I think I can argue that this paradigm shift in the conception of the technology that the singer foreshadowed as early as the 1990s, and which later became sociologically more readable with the advent of the Internet, created a fundamental generational break.
There will now be those who think of the new technologies as an extension of the modalities of existence and the others who will see there a terra incognita that redefines the modalities of existence where man and machine - now eminently interdependent - make system (one can find prefigurations of this societal change among cybernetic philosophers as early as the 1950s, but the technological advances of these last 30 years give them an ever more intimate echo that these philosophers could not apprehend).
For the uncle who introduced me to Björk and accompanied me to most of the concerts I was lucky enough to attend as a teenager, the new technologies increase reality, enhance music with aesthetic surprises; for me, the world can only think of itself by ceasing to send back and forth new and old, or to see digital only as the more or less happy interference of the analogue world.

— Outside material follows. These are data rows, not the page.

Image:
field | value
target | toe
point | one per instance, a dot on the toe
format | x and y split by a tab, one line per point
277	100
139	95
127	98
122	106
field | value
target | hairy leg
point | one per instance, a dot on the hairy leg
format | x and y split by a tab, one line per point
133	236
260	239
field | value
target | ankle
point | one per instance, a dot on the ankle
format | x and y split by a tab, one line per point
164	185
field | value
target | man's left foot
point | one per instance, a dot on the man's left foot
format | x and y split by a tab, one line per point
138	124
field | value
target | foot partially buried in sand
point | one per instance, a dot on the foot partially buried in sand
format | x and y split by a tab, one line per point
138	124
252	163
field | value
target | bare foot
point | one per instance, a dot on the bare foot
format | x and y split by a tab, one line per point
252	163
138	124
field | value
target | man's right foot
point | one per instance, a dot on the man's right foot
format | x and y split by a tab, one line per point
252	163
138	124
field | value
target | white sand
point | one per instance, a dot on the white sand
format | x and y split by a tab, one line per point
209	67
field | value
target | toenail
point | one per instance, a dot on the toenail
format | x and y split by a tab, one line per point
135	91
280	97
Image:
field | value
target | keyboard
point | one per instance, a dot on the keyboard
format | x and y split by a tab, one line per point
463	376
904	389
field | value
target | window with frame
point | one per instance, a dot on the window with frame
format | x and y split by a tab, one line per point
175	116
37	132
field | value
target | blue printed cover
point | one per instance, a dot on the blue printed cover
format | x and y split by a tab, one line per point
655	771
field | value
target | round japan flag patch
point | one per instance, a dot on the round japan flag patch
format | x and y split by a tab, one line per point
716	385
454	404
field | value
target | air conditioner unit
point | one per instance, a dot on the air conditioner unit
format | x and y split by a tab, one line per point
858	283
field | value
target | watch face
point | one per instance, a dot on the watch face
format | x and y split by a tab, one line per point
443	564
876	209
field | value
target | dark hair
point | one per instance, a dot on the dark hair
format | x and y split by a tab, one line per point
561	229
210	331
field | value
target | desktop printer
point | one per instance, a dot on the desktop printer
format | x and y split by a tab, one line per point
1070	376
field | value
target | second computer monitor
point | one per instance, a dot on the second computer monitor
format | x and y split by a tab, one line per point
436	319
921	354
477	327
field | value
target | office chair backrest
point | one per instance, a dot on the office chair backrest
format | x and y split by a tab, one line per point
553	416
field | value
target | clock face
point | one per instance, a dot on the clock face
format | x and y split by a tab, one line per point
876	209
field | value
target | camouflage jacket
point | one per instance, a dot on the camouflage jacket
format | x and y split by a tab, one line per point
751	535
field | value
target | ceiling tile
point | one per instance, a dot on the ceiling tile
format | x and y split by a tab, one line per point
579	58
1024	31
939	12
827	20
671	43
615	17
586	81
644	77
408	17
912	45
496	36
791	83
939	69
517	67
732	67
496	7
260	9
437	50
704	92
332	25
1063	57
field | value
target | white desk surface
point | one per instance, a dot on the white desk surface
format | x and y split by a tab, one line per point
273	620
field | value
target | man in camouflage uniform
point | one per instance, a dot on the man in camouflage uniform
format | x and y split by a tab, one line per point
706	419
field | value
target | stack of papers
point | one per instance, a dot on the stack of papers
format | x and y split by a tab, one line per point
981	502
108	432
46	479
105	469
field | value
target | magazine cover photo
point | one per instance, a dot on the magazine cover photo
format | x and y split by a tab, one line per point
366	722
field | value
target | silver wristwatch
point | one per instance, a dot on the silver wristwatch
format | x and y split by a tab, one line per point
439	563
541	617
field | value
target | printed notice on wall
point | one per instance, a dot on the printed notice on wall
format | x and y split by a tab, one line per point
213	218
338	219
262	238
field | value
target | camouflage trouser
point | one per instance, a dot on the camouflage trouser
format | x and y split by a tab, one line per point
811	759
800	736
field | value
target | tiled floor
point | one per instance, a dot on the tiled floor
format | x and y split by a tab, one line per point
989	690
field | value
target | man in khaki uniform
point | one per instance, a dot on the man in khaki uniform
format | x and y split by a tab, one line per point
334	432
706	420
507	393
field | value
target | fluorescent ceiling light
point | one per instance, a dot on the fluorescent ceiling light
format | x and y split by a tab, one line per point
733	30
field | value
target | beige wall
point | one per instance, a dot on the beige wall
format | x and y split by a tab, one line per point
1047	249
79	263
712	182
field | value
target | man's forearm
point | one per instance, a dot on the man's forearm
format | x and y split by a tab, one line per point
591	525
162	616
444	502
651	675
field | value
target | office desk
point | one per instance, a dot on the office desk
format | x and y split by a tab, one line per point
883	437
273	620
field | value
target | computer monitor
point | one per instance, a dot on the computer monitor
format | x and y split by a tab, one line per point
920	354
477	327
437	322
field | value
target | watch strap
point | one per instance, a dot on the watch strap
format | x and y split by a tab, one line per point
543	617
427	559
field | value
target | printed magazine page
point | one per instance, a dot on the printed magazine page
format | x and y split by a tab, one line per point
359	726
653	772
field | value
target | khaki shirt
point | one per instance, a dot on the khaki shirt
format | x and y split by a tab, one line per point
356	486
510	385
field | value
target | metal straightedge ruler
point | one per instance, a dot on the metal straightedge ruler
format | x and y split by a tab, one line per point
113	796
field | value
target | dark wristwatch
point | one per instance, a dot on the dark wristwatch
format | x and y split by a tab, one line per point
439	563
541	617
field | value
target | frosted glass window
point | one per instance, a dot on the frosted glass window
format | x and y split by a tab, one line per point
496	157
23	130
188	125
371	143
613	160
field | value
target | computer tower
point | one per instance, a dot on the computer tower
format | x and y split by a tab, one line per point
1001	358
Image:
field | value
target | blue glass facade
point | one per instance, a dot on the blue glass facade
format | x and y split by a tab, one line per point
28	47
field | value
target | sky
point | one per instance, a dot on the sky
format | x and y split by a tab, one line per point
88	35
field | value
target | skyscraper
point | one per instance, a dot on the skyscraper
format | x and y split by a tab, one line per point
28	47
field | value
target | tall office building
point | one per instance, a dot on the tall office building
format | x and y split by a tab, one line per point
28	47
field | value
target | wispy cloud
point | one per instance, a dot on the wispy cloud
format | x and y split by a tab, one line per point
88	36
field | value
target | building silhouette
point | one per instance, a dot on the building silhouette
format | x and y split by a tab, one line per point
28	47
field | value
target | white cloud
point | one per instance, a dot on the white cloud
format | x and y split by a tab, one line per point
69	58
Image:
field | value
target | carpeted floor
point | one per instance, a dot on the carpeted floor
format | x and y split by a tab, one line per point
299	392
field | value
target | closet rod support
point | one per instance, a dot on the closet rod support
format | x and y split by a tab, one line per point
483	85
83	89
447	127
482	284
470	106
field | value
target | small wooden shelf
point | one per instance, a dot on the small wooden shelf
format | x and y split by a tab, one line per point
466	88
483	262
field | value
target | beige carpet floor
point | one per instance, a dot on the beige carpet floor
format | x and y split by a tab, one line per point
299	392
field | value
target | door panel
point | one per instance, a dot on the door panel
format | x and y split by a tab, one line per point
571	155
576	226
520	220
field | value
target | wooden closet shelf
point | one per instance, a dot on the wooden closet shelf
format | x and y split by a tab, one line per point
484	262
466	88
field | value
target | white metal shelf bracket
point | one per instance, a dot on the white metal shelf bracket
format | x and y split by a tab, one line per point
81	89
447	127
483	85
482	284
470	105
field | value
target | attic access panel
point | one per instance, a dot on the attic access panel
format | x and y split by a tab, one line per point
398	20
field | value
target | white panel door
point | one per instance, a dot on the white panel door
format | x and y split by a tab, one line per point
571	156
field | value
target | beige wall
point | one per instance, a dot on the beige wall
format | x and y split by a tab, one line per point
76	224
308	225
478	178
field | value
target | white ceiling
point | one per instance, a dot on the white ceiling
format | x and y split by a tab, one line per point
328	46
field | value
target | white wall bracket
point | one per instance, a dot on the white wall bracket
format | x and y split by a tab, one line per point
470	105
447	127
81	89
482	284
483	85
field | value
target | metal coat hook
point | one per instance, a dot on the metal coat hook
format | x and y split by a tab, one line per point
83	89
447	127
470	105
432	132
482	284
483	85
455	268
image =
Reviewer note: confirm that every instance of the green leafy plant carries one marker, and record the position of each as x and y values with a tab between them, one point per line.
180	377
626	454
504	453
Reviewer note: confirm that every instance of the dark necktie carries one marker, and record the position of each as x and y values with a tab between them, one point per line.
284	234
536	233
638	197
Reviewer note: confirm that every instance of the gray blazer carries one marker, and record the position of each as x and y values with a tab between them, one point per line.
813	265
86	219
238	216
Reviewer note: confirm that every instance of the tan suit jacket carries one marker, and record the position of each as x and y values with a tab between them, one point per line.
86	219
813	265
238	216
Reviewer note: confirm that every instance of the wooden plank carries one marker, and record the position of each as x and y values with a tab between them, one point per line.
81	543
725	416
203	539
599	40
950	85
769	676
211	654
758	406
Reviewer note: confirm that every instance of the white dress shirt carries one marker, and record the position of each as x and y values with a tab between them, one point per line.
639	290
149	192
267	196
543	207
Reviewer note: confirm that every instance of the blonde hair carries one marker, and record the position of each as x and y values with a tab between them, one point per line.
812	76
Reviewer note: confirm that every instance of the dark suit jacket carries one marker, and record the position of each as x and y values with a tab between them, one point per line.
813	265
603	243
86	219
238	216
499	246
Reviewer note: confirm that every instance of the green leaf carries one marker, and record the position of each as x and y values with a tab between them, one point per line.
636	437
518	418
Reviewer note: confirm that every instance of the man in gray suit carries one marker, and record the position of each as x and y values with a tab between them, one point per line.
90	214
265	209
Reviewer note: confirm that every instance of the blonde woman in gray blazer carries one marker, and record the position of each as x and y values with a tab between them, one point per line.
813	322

Perhaps this divergence also explains why I have continued to be happily confused by Björk's later experiments, where he considers only with disgust the repeated manifestations of this form of expression that pushes ever further the frontier between the human and the inhuman.
From the outside, then, one could say that I am a technophile individualist and that Björk has a lot to do with it. This is all the more true because the way I consume Björk has also impacted the way I receive it, appreciate it and consume cultural goods in general. But that's another story.